I locked my children outside.

The good news about our deck stairs being unfinished is that there’s a baby gate blocking them at the top. It has turned our deck into a giant, outdoor playpen.

The kids went out. I locked the screen door and I’m enjoying my coffee in peace. That’s how school vacation week is going.

It started with our Passover seder. Considering 2.5-year-old RB refuses to sit through a regular family dinner, I knew we were doomed.

She sat for longer than I expected, however long it took her to drink the prescribed 4 glasses of grape juice.

At which point she slipped out of her chair. She was quiet, happy and BB didn’t make any moves to follow her. We continued to read from our picture book Haggadah, which somehow still manages to feel like it’s really long.

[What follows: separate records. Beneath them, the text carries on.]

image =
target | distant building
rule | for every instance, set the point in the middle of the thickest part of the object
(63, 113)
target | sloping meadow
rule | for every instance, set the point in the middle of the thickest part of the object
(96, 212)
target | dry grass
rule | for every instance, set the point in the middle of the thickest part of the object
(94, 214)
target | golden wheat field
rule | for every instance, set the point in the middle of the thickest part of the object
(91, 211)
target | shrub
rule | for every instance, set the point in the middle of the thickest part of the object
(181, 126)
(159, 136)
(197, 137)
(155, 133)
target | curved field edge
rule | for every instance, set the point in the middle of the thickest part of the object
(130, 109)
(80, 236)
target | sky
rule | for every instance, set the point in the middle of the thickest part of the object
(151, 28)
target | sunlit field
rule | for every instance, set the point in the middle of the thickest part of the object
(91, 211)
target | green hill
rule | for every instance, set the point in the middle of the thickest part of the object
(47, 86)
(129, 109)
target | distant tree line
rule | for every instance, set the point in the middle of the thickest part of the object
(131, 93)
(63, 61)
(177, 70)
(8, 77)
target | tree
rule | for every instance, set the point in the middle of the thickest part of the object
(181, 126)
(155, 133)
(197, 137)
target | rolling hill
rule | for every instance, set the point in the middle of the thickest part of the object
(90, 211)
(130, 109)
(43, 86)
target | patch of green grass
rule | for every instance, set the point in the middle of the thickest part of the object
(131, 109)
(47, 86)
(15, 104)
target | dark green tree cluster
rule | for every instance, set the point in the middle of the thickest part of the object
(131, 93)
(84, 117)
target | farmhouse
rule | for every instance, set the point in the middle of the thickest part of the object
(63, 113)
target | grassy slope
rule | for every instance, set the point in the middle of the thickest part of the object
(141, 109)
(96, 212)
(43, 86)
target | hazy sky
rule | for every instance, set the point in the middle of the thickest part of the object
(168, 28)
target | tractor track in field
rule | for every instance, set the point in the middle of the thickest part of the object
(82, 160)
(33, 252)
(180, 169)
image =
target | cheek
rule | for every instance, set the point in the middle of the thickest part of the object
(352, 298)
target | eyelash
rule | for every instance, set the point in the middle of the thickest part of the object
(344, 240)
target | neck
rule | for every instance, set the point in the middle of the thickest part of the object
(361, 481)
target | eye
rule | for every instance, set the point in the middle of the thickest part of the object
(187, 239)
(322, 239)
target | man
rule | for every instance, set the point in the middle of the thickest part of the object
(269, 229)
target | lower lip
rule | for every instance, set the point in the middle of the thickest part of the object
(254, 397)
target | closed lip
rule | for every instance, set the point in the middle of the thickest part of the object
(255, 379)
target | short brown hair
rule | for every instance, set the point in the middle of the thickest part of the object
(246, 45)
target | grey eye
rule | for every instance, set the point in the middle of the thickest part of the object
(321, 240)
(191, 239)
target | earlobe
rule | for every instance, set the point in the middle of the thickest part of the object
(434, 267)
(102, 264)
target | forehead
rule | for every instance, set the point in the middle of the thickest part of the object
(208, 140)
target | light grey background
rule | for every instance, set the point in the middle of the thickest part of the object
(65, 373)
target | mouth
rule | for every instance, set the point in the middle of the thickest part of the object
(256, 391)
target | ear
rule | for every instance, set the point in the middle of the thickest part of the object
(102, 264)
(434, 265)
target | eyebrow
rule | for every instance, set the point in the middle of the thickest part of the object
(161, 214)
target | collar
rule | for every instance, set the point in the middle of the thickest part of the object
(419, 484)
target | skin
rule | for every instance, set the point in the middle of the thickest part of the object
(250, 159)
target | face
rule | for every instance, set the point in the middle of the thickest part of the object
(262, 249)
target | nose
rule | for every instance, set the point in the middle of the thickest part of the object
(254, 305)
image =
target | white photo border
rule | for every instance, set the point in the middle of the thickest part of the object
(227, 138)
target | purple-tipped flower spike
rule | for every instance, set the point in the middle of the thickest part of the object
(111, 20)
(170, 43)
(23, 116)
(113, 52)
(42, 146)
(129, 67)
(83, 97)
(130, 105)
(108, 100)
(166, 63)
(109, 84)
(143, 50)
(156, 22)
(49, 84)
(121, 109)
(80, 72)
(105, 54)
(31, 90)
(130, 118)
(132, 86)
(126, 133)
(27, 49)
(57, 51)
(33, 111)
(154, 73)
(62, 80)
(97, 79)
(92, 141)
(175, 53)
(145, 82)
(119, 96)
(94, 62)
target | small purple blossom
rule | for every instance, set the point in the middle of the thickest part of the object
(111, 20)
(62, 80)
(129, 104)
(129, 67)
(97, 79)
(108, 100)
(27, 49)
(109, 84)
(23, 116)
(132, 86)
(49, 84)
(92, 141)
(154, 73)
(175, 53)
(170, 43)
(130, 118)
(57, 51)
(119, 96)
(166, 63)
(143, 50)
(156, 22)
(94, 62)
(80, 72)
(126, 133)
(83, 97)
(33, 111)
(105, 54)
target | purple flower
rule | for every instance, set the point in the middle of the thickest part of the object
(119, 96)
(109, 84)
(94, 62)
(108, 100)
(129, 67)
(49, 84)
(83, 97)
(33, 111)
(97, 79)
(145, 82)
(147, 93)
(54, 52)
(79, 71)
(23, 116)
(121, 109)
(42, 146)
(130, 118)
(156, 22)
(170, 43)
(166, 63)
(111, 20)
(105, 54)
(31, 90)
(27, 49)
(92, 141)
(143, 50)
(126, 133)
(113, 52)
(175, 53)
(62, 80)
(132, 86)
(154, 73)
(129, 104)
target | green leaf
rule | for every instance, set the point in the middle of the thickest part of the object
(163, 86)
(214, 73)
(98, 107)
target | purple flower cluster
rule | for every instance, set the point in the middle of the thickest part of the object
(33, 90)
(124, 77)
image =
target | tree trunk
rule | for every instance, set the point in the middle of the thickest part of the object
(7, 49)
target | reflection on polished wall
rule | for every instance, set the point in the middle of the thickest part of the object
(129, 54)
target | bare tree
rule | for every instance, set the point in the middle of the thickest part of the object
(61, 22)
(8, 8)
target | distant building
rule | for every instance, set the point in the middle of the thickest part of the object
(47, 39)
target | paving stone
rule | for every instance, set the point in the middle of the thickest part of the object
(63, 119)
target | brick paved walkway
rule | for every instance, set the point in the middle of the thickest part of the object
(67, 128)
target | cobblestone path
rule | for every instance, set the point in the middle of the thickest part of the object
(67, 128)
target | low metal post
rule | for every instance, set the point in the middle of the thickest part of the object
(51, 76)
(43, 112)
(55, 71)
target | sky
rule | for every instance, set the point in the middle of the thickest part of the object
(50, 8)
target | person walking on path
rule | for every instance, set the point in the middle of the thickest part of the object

RB let herself out onto the deck and was doing who knows what. She reappeared, pressing her face against the screen door, shouting,

“Happy Passover guys!”

Happy Passover!

BB found the afikomen, while RB read a book and said,

“Where’s the komen?”

I gave BB a five dollar bill and gave two ones to RB. BB was crestfallen. I offered to trade her three one dollar bills for her five and she couldn’t have been happier.

Having saved two dollars, Passover was officially a success and we rolled right into Easter. RB again had zero interest in hunting for hidden things.

BB was hyper focused on finding all the eggs, but had little interest in the candy inside. RB sat in the pile of eggs BB brought her and mainlined jelly beans. They may make a good pair after all.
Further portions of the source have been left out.